Will military force work to prevent the spread of weapons of mass destruction? The Bush administration’s National Security Strategy issued last fall states that the United States will not hesitate to act alone, if necessary, to destroy threats abroad before they reach U.S. borders. In the document’s words, the United States asserts its prerogative to exercise our right of self-defense by acting pre-emptively. In some grave cases, the United States moves beyond traditional notions of self defense, attacking first to forestall or prevent hostile acts by adversaries.
The strategy’s embrace of the preventive use of force has been widely faulted as being illegal, immoral and destabilizing. The administration argues that the risk of transfer of weapons of mass destruction from adversaries like Iraq, to global terrorists, like Al Qaeda, justify preventive action. Better now than later, they reason, when the risk of disastrous attacks on both civilians and military will be far greater. Critics regard a strategy of pre-emption as unnecessarily provocative and a dangerous precedent for international affairs. If the U.S. claims a right to preventive attack to guard against W.M.D., they ask, how can India and Pakistan be persuaded they do not have such a right?
Just War Assessments
The United Nations Charter (including Article 51, which affirms the right to self-defense), customary international law and precedent-setting case law all take a narrow view of the use of force for self-defense. They grant an exception for pre-emptive action only when the threat of attack is instant, overwhelming, and leaving no choice of means and no moment for deliberation. On these grounds, the American Society of International Law has questioned the legality of the administration’s expansive definition of anticipatory self-defense.

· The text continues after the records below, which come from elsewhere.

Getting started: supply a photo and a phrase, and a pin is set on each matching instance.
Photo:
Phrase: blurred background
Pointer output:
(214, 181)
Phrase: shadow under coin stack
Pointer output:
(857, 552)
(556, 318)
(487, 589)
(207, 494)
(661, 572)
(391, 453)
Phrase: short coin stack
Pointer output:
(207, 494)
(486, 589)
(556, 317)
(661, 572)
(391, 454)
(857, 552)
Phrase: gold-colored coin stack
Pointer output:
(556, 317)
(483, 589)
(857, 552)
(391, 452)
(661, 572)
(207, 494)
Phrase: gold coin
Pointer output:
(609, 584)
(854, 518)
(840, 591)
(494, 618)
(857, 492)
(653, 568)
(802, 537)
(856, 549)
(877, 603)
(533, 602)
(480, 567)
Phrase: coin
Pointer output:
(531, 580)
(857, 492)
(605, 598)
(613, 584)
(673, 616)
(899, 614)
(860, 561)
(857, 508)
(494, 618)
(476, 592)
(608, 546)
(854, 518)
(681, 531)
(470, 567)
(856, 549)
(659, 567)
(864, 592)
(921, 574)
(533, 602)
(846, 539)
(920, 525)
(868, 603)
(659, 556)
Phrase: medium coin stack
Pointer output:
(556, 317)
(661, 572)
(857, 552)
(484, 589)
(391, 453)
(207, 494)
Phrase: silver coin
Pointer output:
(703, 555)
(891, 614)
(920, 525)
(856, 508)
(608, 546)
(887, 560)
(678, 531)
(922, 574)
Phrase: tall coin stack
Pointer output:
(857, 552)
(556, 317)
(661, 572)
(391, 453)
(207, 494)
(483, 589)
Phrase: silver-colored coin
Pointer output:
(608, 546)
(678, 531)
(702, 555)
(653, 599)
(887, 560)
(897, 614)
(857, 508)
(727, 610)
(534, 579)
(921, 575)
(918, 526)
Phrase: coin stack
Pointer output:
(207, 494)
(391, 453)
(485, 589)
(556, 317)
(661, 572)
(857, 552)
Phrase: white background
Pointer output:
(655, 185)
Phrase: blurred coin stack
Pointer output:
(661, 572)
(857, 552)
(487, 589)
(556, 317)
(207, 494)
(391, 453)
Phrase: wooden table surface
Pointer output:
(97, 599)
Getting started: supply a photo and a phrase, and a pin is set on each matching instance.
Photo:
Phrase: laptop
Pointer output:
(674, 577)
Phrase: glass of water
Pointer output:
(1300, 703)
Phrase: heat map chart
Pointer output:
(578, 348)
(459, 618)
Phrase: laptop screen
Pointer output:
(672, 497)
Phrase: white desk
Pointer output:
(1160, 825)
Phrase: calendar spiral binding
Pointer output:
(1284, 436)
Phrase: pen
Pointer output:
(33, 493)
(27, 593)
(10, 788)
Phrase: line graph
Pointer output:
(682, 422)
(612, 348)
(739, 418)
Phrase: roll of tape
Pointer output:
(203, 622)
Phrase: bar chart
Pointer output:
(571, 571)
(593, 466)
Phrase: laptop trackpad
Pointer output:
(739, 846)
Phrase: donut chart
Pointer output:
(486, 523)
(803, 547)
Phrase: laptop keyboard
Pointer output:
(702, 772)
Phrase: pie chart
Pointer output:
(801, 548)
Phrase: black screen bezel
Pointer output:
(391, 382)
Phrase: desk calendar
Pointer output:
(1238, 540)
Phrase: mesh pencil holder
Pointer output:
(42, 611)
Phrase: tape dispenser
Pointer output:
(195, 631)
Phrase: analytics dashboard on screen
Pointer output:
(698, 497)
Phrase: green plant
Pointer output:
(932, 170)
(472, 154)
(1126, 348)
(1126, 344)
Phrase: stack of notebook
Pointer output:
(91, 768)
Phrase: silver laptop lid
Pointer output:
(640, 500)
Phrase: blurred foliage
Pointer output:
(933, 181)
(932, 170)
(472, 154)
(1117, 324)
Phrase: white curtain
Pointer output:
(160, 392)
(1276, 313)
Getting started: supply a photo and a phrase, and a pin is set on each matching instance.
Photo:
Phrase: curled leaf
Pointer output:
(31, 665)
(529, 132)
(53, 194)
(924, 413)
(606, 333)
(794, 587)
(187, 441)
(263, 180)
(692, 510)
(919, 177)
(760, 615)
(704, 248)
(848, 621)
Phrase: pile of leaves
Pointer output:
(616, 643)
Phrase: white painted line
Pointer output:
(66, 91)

For their part, contemporary just war theorists, like Michael Walzer of Princeton’s Institute for Advanced Studies, question the morality of the new policy. According to Walzer, the just war tradition does not permit the preventive use of force to stop another’s increase in power. The just war theory, he asserts, warrants pre-emptive force only when there is a manifest intent to injure, a degree of active preparation that makes that intent a positive danger, and a general situation in which waiting or doing anything other than fighting greatly magnifies the risk. These conditions, Walzer judges, are not met in the case of Iraq.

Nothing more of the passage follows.